Check out this link:  www.housingwatch.com/2010/01/25/the-new-mortgage-revolution-walk-away/      The author views walking away strictly as a business decision, and invites the reader to set aside "morality" concerns.  Worthwhile reading, although there's no discussion about the risks/consequences of this option, which vary from state to state.

 

 

A Chapter 7 Child?
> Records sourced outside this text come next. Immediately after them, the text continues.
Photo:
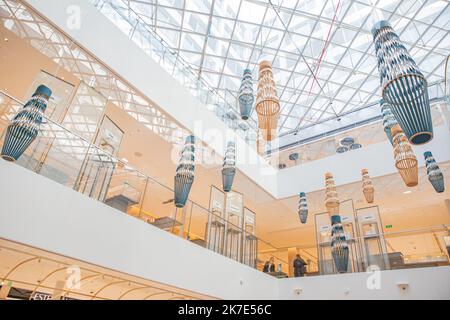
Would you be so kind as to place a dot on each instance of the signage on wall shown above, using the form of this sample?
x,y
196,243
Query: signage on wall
x,y
250,219
369,217
346,219
217,205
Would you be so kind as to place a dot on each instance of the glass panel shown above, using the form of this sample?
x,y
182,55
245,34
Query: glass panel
x,y
85,112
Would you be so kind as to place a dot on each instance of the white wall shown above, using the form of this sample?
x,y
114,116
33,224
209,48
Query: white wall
x,y
425,283
41,213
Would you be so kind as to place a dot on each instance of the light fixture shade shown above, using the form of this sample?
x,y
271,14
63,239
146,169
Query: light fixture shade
x,y
403,85
339,245
388,119
246,96
331,196
229,167
24,127
267,102
346,141
341,149
367,186
355,146
184,176
303,208
405,159
435,175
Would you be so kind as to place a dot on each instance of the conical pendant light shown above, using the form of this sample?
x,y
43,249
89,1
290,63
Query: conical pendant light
x,y
303,208
246,96
405,160
229,167
388,119
434,173
403,85
24,127
267,102
331,196
367,185
184,176
339,245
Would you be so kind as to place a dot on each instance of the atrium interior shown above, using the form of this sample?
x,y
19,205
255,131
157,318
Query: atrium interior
x,y
224,149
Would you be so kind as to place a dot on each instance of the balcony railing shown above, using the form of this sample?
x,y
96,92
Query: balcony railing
x,y
74,162
70,160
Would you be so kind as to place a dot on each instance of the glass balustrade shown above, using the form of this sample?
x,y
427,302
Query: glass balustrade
x,y
70,160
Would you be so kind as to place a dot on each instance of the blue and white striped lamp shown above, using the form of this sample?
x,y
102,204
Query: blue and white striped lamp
x,y
435,175
303,208
229,167
184,176
246,96
24,127
404,87
339,244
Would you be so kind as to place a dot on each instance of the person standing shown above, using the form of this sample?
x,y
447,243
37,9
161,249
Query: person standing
x,y
299,266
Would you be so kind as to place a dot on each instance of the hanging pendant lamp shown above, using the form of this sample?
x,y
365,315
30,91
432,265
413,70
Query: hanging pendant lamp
x,y
184,176
435,175
404,87
267,102
303,208
229,167
405,159
331,196
339,245
246,95
24,127
388,119
367,186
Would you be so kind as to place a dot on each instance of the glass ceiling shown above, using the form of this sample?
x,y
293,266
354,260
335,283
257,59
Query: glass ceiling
x,y
322,53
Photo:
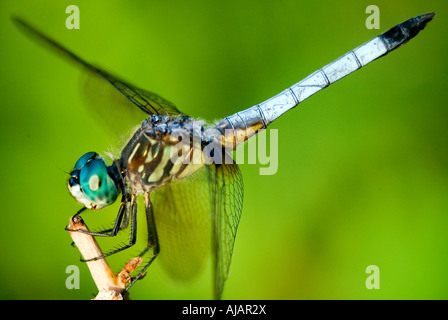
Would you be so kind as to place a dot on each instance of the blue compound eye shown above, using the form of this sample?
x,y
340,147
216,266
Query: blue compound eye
x,y
91,183
84,159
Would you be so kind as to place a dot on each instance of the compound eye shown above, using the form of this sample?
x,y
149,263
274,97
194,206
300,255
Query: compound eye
x,y
96,184
84,159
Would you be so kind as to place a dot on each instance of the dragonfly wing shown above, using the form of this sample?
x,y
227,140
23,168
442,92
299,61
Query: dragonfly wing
x,y
183,222
148,102
226,187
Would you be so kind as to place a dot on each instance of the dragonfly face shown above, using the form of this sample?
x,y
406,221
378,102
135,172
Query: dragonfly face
x,y
92,183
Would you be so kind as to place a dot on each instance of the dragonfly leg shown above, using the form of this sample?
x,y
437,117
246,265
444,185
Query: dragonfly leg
x,y
153,241
133,237
123,211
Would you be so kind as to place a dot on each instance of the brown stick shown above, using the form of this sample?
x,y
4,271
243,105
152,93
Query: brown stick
x,y
109,284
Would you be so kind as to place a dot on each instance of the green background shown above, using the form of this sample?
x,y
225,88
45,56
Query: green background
x,y
362,176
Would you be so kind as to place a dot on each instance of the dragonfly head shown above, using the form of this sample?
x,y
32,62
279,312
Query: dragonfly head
x,y
92,183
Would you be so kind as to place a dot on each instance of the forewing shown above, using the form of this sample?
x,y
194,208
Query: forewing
x,y
148,102
183,222
226,187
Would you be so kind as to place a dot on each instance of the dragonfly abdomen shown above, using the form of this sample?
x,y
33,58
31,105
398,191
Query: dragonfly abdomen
x,y
246,123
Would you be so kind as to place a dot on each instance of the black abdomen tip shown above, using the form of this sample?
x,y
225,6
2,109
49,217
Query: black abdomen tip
x,y
405,31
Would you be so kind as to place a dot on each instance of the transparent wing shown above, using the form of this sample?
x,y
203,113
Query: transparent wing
x,y
148,102
183,222
226,187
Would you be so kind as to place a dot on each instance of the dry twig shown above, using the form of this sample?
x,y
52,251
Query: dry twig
x,y
109,284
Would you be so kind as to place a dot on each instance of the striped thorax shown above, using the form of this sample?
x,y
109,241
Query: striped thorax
x,y
161,150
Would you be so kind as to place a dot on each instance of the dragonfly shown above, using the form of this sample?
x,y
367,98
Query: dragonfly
x,y
183,167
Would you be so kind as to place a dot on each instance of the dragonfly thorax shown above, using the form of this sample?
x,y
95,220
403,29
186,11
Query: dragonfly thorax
x,y
163,149
94,184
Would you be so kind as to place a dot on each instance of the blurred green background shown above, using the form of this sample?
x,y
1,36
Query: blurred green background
x,y
362,176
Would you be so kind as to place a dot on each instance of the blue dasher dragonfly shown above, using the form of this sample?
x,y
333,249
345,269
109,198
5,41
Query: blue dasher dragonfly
x,y
184,168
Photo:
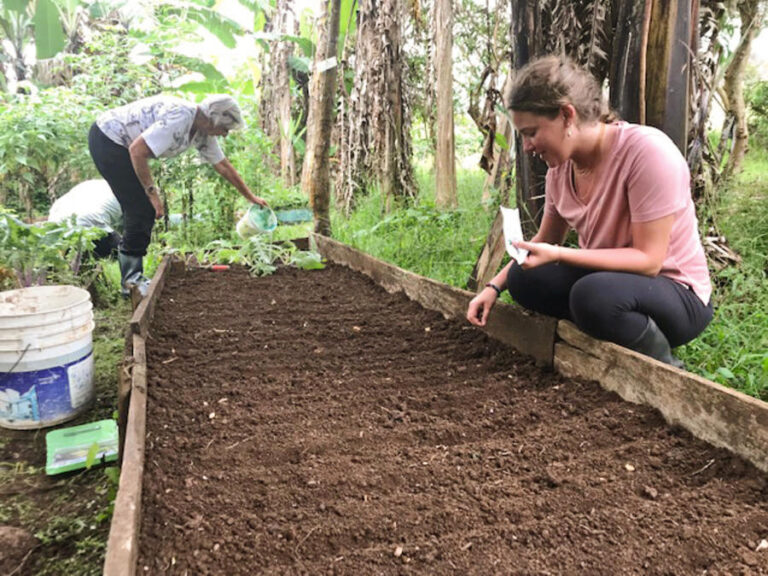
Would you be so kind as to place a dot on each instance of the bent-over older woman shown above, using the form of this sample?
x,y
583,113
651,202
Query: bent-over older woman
x,y
122,141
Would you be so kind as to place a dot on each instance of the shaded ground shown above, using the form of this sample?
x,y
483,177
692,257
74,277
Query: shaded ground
x,y
311,423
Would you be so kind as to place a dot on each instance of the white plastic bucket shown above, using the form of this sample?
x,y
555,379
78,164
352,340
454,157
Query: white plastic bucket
x,y
258,220
46,355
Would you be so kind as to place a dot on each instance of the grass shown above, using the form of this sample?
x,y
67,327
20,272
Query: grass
x,y
733,350
444,245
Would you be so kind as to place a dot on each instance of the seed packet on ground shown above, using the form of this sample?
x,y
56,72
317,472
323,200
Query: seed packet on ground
x,y
78,446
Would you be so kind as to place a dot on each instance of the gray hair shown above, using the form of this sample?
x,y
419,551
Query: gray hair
x,y
223,111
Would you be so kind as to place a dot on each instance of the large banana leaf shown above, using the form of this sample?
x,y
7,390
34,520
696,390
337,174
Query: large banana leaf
x,y
208,70
17,6
225,29
49,35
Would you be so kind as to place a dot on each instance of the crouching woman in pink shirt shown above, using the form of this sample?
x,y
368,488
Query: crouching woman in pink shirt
x,y
639,277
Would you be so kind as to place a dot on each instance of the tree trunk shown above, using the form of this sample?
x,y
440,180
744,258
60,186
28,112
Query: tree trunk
x,y
283,97
668,65
751,18
531,172
445,153
376,147
394,167
315,178
627,70
267,104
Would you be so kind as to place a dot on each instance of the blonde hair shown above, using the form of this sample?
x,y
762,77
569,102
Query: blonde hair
x,y
545,85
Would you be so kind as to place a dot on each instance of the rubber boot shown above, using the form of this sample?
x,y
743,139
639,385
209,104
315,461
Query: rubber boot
x,y
132,274
653,343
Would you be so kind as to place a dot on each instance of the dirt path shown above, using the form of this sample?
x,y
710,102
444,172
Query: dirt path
x,y
311,423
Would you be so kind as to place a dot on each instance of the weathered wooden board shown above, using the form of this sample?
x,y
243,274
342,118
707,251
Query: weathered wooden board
x,y
142,316
123,542
718,415
531,334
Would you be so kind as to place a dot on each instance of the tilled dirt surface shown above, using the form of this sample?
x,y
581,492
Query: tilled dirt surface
x,y
311,423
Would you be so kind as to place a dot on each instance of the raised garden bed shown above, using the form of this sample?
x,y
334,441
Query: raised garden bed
x,y
310,422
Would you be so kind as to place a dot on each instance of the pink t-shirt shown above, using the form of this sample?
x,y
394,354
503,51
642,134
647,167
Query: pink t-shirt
x,y
645,178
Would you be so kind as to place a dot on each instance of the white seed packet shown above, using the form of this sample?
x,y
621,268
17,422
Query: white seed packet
x,y
513,232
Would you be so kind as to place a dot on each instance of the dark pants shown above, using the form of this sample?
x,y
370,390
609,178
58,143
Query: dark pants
x,y
106,246
613,306
114,163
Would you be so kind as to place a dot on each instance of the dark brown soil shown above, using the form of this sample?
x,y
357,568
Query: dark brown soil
x,y
311,423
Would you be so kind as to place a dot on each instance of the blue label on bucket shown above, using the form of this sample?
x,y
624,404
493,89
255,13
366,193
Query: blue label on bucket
x,y
46,395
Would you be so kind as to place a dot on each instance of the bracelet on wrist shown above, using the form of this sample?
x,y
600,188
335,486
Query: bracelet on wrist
x,y
495,288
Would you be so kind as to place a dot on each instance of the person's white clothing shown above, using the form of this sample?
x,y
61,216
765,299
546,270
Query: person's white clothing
x,y
92,203
165,123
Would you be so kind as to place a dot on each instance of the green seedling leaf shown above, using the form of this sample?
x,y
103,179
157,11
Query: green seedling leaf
x,y
725,373
93,450
308,260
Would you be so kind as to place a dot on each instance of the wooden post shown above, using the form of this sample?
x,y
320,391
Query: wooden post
x,y
491,256
530,172
651,63
627,73
668,67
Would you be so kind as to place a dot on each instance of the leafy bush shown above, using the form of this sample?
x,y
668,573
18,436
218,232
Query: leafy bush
x,y
43,146
258,254
46,253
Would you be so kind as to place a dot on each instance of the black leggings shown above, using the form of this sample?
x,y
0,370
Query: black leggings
x,y
613,306
114,163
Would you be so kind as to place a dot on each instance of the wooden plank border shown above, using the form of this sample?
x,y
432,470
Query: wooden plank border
x,y
123,542
531,334
711,412
142,316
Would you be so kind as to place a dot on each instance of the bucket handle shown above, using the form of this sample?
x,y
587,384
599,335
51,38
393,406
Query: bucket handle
x,y
8,374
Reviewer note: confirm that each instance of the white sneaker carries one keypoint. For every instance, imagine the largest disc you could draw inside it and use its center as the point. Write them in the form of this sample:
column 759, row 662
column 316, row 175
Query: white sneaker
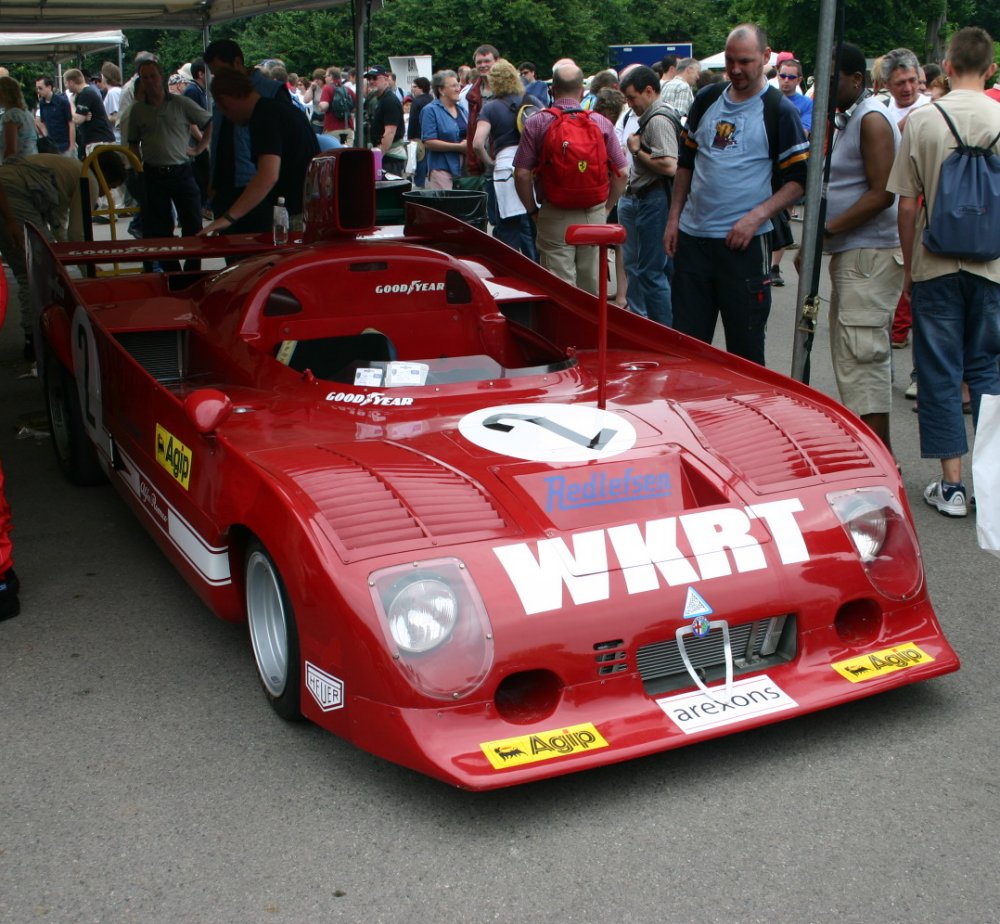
column 949, row 499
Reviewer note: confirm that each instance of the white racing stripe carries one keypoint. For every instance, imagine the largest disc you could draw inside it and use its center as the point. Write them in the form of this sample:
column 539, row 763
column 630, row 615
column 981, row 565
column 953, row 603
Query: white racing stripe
column 211, row 562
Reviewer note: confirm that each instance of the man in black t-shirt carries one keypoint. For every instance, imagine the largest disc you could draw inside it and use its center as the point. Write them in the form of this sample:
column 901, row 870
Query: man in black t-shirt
column 282, row 143
column 92, row 123
column 388, row 133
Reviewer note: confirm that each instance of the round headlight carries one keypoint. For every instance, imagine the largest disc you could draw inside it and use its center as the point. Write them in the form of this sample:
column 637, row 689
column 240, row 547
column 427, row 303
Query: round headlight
column 422, row 615
column 868, row 532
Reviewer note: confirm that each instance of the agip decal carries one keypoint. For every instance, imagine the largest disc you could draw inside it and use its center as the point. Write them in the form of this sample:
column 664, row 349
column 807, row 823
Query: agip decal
column 714, row 543
column 174, row 456
column 877, row 663
column 529, row 749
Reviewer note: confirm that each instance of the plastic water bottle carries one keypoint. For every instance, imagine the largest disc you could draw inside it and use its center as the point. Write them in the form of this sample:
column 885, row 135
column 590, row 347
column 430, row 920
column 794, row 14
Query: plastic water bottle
column 280, row 222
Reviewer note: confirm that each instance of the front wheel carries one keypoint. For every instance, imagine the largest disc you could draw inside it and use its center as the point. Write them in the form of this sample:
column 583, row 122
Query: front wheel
column 75, row 453
column 272, row 633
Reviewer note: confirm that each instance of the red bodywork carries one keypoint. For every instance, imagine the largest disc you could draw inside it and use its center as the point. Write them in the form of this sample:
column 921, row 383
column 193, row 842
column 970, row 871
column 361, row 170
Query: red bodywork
column 221, row 411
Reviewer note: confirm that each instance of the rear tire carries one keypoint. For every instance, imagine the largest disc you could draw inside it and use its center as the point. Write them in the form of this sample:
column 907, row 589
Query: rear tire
column 75, row 453
column 273, row 633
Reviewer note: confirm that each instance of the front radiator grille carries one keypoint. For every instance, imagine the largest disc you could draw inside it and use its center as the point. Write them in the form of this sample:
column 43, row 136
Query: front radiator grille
column 755, row 645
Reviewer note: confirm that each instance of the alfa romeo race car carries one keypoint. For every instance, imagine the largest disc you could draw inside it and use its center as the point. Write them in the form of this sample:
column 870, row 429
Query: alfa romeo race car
column 476, row 525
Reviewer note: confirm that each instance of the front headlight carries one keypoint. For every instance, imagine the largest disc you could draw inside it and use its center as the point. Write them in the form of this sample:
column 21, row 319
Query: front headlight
column 422, row 614
column 435, row 624
column 883, row 537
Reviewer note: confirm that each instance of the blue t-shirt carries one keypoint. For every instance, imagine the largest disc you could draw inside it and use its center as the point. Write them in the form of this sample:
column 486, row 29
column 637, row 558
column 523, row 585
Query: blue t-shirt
column 804, row 104
column 728, row 148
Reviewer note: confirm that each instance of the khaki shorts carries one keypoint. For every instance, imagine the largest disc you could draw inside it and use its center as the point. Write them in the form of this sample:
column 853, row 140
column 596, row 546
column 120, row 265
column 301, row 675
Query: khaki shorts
column 865, row 286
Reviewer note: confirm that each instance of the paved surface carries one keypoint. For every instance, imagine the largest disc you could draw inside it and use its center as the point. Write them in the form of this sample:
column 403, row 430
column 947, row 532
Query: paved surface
column 143, row 778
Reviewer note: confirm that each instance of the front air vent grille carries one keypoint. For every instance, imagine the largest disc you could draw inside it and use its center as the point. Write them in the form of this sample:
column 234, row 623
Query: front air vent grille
column 159, row 352
column 755, row 646
column 611, row 657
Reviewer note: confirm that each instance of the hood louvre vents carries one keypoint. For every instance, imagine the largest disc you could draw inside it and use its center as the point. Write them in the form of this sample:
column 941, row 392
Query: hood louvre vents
column 395, row 496
column 771, row 439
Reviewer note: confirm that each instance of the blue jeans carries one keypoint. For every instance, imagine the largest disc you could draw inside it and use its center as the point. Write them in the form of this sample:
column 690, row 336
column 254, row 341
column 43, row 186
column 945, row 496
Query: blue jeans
column 644, row 221
column 956, row 338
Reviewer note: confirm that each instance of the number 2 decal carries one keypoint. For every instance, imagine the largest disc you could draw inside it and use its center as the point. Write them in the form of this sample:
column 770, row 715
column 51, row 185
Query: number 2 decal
column 549, row 432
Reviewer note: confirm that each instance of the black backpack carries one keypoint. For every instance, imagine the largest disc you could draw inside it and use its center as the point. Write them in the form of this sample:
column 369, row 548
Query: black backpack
column 966, row 220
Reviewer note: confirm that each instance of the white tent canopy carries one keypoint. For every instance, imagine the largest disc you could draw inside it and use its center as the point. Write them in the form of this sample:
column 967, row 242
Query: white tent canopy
column 50, row 15
column 54, row 46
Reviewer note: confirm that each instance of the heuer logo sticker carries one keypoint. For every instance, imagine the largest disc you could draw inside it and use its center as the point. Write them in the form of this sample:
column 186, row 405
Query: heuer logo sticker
column 174, row 456
column 408, row 288
column 681, row 550
column 746, row 699
column 877, row 663
column 597, row 490
column 549, row 432
column 327, row 690
column 529, row 749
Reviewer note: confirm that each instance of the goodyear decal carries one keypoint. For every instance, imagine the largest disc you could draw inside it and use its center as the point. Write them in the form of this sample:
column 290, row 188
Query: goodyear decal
column 174, row 456
column 877, row 663
column 679, row 550
column 529, row 749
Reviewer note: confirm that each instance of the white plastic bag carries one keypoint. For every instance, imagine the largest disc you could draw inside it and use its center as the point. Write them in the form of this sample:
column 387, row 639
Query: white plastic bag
column 986, row 474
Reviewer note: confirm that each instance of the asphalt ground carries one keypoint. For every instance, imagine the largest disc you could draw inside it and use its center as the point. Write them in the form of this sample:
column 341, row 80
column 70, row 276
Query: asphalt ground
column 143, row 777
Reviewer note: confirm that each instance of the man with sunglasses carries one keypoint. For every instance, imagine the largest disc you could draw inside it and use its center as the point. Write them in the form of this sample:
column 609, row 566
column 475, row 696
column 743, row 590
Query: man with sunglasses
column 790, row 82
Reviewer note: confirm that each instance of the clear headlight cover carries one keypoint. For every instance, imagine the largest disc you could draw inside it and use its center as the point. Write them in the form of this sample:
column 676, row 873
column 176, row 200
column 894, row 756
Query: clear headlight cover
column 422, row 615
column 435, row 625
column 883, row 538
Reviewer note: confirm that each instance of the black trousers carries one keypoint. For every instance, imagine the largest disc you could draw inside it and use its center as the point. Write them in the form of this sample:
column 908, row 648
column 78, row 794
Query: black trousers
column 711, row 280
column 167, row 189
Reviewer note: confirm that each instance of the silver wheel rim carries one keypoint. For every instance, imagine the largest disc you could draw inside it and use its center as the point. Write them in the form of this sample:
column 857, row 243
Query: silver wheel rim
column 268, row 623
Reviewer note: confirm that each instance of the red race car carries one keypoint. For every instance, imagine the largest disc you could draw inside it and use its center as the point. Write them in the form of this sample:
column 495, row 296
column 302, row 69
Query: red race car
column 475, row 526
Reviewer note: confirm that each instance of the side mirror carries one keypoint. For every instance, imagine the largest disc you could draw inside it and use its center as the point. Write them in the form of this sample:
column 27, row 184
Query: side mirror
column 207, row 408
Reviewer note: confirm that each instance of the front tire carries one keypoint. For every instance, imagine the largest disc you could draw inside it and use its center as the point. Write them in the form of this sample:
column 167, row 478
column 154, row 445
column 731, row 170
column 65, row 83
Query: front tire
column 75, row 453
column 273, row 633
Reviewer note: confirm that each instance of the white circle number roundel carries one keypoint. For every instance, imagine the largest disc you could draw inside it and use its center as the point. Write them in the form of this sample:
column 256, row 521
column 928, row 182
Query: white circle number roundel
column 549, row 432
Not going there...

 Met a client - no, I do not recommend having another child just to have enough members in the household to meet the income test in a Chapter 7 bankruptcy.  I would never make such a recommendation.  If you want to have another child for other reasons, go for it.  What if the child is not born at the time you file the bankruptcy?  I'm not going there.

 

 

Occupy your house at the time foreclosure commences

 I just got done meeting w/a client who can't get her loan modification accomplished on her own.  The lender keeps losing her file and she keeps re-faxing it.  They always ask her the same questions again and again.  She wanted to simply move out of the house, live with a friend and let the house go to foreclosure.  I advised her that under Oregon law, if she does not occupy the house at the time foreclosure commences she could be susceptible to paying the deficiency, or the difference between what she owes and what the house sells for.  She will now remain in possession to comply with the law and minimize her chances of paying that deficiency.